Ей я должен был сказать сразу, что этот ее выход окажется таковым, каким она хотела его видеть, но на следующий день она поймет, что дала лиху. Переборщила.
Это началось еще тогда, как только она стала рассказывать самые скучные в мире истории, так что любой другой человек с улицы, которому пришлось бы работать в сфере обслуживания, уснул бы на ее впалой груди.
О простенькое черное платье на ее смугловатом теле подчеркивало все то, что должно быть подчеркнуто при такой фигуре. Волосы у нее коротко стрижены, они почти породнились с широким моими зрачками, сливаясь в одной гамме. Кто-то из посетителей заметил, что у нее "слишком длинный клюв", но что он мог ожидать от такой галки, как эта пташка? Этот клюв не превышал недопустимой длинны, отчего мне и делалось так легко, когда я наблюдал этот образ прилетевшей за чем-то блестящим вороны, которую я не решался поймать, поскольку боялся спугнуть.
"Мы там то, мы там это..." - бла-бла-бла. А я: "Ну! и что же было дальше?" – я задаю этот вопрос так, как будто дочитываю свой любимый роман «Элементарные частицы».  Держу в руках Оскар, хотя ей этого не видно, что вполне не удивительно! не удивительно.
Перед ней человек, которому не привыкать перемерять за одну ночь самые разнообразные маски, перевоплощаться в самые обыденные образы, чего так требуют законы успешной коммуникации...
Ведь, когда она говорит самые нелепые истории о своем величии, она ждет, что это произведет на меня неизгладимое впечатление. Когда она становится беллетристом-фантастом, то ничего не остается, кроме как расцеловать ее в губы за богатую фантазию.
Целовать она начинает первой – меня, после ликера а ля брудершафт, когда я стоял к ней вплотную, хоть и не настаивал на такой близости. Она страстно укусила мою губу, как будто она стала снова ребенком, у которого все детство было без сладкого, и наконец-то ей дали самый обыкновенный леденец. Все произошло так быстро, что моя совесть и не успела этого заметить. Да и вообще, где она все время шляется? Наверное, как и эта дама, заплутала, обглоталась самбуки, крови оленей и прочих сладостей.
Вернется она лишь во сне – в облике бородатого графа с носом картошкой, одетого в рубаху и брюки по типу шаровар. Шедевр! Идет этот пожилой мужчина по какой-то платформе, с помутненным взглядом, словно он какой хомяк в пятилитровой банке, заходит линию, отмеренную для безопасности пассажиров, но я успеваю вступить с ним в диалог.
- Стойте! Что же вы делаете?
- Ступай своей дорогой… Глядишь, она не будет такой же, как у меня…
- А чем плоха ваша?
- А тем, что всегда одно и то же, ничего не меняется! Написал я роман, а что толку? Лучше бы не мучился, да сам бы прыгнул.
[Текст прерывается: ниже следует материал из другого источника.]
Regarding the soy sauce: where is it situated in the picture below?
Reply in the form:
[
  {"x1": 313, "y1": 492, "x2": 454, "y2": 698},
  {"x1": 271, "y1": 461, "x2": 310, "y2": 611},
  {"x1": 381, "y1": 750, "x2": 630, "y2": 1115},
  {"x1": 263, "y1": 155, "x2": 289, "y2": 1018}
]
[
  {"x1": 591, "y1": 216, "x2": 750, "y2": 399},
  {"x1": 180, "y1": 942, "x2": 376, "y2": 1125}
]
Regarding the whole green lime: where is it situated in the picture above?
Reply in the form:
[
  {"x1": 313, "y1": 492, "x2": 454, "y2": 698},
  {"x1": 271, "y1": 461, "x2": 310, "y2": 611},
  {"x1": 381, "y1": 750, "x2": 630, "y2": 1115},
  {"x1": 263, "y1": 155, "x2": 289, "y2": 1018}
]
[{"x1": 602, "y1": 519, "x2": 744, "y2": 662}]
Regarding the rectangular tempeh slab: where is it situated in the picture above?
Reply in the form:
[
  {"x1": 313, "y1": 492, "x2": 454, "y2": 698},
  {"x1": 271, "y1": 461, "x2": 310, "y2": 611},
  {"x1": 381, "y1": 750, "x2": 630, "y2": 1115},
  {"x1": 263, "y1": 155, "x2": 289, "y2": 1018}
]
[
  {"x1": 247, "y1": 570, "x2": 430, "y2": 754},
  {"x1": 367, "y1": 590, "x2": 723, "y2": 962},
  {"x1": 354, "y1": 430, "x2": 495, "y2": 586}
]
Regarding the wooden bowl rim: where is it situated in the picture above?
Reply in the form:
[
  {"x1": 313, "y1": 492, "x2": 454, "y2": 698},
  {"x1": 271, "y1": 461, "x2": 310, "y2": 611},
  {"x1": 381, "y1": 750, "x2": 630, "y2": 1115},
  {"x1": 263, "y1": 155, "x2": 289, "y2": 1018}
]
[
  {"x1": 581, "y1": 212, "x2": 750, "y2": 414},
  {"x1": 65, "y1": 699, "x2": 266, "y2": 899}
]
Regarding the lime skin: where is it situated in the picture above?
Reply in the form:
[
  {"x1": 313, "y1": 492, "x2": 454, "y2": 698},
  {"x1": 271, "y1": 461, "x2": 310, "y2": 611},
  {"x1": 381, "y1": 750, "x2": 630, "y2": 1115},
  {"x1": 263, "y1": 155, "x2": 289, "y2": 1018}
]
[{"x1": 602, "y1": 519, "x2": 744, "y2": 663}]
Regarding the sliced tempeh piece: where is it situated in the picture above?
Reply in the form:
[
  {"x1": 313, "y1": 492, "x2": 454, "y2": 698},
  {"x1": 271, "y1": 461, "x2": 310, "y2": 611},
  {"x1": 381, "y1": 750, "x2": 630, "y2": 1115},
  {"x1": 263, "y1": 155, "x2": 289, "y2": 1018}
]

Больше он от меня ничего не услышал, поскольку от головы его осталась одна борода да челюсти.
Ну, царствие вам небесное!
- Ты понимаешь? Ну… Я… Всегда адекватный человек! В любом состоянии!
Все понимаю, но жду, прикрывая зевоту, продолжения.
- И… Я… Могу себе позволить… Все, что мне…
Удав спокоен, если его не станут беспокоить по ерунде, как если бы кто предложил ему полакомиться слоном. И мои архангелы появились в лице людей, готовых принять грех на себя, - забрать проголодавшуюся особу куда подальше от таких медлительных людей, как я.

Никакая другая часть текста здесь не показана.